Yes, people may notice the change. How they react is their business and shouldn’t be part of the discussion. Ideally, couples arrive at a decision with a mutual understanding about why a woman wants to get breast implants. To help reach that decision, the best advice is to think before speaking.



  1. This read as weird and selfish…which is especially confusing since half of the article was calling out men as being supposedly selfish. Talking about the expense and very real risks of what is typically an elective surgery doesn’t sound like a man being selfish or inappropriate. It sounds like a conversation a married couple should probably life before one person makes a very serious decision. Honestly the article seemed very personally motivated, like I was peeking into your personal diary with your frustrations about wanting your husband to support your breast implants. No thank you.

  2. My husband always have been a great support for me. I wanted to undergo the breast implant surgery since my teenage which came to be possible when I got married to my loved one. He has scheduled the breast implants surgery next week in Dr. Asif Pirani’s cosmetic surgery clinic in Toronto. I’m very much excited and nervous as well.

  3. The big problem with this article is that while it bashes the husband for daring to express anything that makes the implants about HIM, it then swings completely the other way, as though getting them is all about HER.


    They are a married couple. Things that a spouse does, whether it be getting breast implants, changing jobs, wanting to move to a different city, having children (or not), getting new furniture for the living room, all affect BOTH parties. The woman cannot get breast implants because they will make her feel better about herself with no regard to how this affects her husband, and he darn well does have a right to bring those things up, and I mean RIGHT up, at the get-go. No sense letting her go through a pile of consultations and options, all the while thinking everything is okay with hubby, only to have him voice a month later that he hates the whole idea, or is afraid of how they will look or feel, or what their friends or family will say. Those are all legitimate concerns, and he has a right to them.

    Wifey better buck up and accept that this whole thing is a matter they need to both agree on.
    It’s never as simple as “my body my choice” when you are married. You give up that totally autonomous decision-making freedom when you get married. That’s the whole point.
    You are no longer two independent people. You are a couple, a team. And just like any team, every decision has to be made with agreement and compromise.

    … and that includes getting breast implants.


    And in the interest of full disclosure…
    My wife has them. She wanted them.
    And I absolutely love them now that she has them.

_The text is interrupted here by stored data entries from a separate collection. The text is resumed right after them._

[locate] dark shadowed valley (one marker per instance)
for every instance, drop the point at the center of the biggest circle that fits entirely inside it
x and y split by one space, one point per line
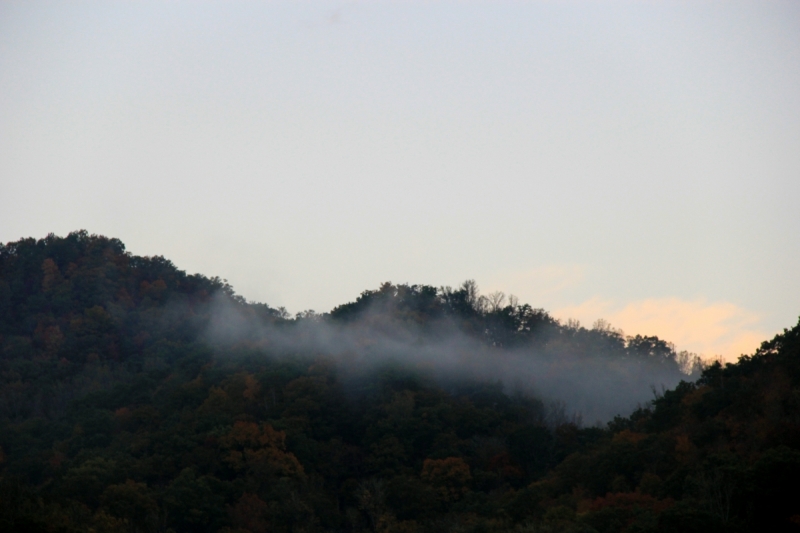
135 397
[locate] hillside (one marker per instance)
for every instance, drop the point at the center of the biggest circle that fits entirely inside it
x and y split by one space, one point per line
135 397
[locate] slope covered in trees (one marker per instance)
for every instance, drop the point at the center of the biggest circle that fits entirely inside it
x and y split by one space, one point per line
135 397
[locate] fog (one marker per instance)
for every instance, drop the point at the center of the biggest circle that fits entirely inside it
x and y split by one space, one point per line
591 385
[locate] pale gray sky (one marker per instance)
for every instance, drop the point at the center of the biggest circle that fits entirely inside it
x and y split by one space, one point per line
633 161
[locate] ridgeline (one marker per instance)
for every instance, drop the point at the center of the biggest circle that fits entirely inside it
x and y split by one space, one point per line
135 397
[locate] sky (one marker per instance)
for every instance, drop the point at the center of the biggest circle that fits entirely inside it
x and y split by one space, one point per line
635 161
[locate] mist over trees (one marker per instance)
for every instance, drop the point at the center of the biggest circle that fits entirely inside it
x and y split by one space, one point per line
135 397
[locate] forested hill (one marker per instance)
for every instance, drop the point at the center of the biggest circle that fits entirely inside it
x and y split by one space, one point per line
135 397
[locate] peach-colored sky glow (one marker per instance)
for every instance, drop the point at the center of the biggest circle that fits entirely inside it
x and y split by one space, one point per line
632 161
709 329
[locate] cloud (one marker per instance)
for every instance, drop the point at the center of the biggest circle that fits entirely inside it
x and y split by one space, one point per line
706 328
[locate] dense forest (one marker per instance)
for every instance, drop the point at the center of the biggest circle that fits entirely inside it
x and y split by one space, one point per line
135 397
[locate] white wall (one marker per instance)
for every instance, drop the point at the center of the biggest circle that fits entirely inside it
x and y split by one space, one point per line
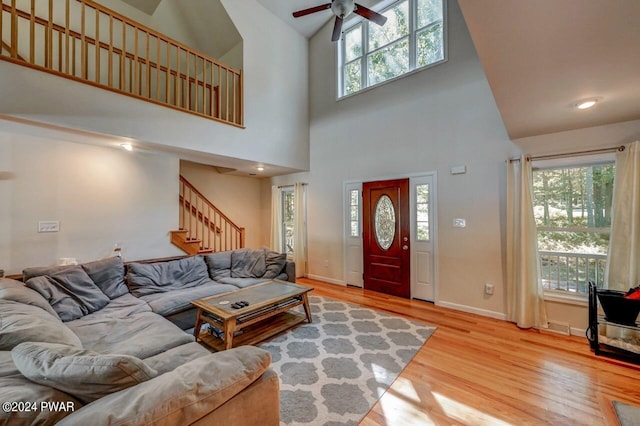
237 197
429 121
275 102
99 195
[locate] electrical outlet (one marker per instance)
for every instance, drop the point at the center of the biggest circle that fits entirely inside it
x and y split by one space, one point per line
48 226
459 223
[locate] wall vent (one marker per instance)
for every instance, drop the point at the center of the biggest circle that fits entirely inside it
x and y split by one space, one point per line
559 327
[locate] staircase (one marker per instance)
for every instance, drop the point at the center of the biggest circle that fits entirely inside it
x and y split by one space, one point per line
203 227
89 43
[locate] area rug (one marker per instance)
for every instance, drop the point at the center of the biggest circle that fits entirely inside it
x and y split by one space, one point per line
628 415
333 370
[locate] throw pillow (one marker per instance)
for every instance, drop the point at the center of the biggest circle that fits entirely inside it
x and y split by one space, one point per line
161 277
18 292
247 263
275 263
70 292
108 275
219 265
84 374
20 323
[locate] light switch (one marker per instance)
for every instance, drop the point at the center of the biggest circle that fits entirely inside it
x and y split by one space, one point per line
48 226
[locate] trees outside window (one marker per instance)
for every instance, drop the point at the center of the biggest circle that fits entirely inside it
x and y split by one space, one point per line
412 38
572 209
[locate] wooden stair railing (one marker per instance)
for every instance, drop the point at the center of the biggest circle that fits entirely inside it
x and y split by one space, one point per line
203 227
87 42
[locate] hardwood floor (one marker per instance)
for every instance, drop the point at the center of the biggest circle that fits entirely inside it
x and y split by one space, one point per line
482 371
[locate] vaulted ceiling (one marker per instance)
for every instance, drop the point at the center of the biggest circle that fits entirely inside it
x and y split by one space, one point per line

    So, no “implant basher” am I.
    But that’s got nothing to do with whether the husband has a right to be part
    of the decision. And when I say “part of the decision”, that means a heck of a lot
    more than just, “Do whatever you want, honey, and I will support you.”

  4. Mr. Guy,

    Your response (albeit an old thread) is spot on. I’m here in Austin and had concerns prior to my Wife’s BA. We discussed and addressed each one as a team. That is what healthy married couples do, even when it comes to an elective/cosmetic procedure on her body. To be honest, the comments to this post are far more helpful compared to the husband hating and switch to focusing on herself.

    On a final note, I see Dr. Kerr (or his practice) sponsors this blog. He an his staff are great. I’m speaking from personal experience for what it is worth.